Face à la recrudescence des violences urbaines et au sentiment d’insécurité grandissant dans les nouvelles cités, l’Exécutif passe à la vitesse supérieure.
Réuni jeudi sous la houlette du Premier ministre Sifi Ghrieb, le gouvernement a validé la feuille de route nationale destinée à éradiquer ce fléau.
Les faits sont têtus : ces dernières années, les bandes de quartiers ont gangréné le quotidien de nombreux milieux urbains. Souvent structurés autour de jeunes récidivistes et de consommateurs de substances prohibées, ces groupes s’approprient l’espace public pour y imposer leur propre loi, armes blanches en main.

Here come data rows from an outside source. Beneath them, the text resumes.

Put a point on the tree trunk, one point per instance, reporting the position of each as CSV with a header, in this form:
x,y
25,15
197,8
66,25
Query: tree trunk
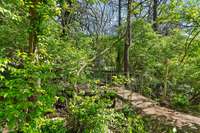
x,y
33,27
127,40
118,60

Ce qui a débuté par l’accaparement illégal des trottoirs en parkings sauvages et le racket des automobilistes a évolué vers une véritable terreur semée dans des cités entières, allant jusqu’à défier l’autorité de l’État.
Pour contrer cette dynamique destructrice, le gouvernement a endossé le projet de stratégie nationale de prévention et de lutte contre les bandes de quartiers (2026-2029).
Présenté par le ministre de l’Intérieur, des Collectivités locales et des Transports, ce document s’inscrit dans le prolongement de l’ordonnance 20-03 du 30 août 2020.
Une approche globale : de la prévention à la dissuasion
Loin de se limiter à une réponse purement répressive, la nouvelle stratégie mise sur la transversalité. Selon le communiqué officiel du Premier ministère, l’approche se veut intégrée et multidimensionnelle.
Elle articule ainsi la prévention pour tarir les sources du phénomène à la racine, la dissuasion s’appuyant sur l’arsenal répressif et l’action des brigades spécialisées de police, la réinsertion pour offrir des perspectives, ainsi que la sensibilisation afin de mobiliser l’ensemble du tissu social pour protéger la famille algérienne.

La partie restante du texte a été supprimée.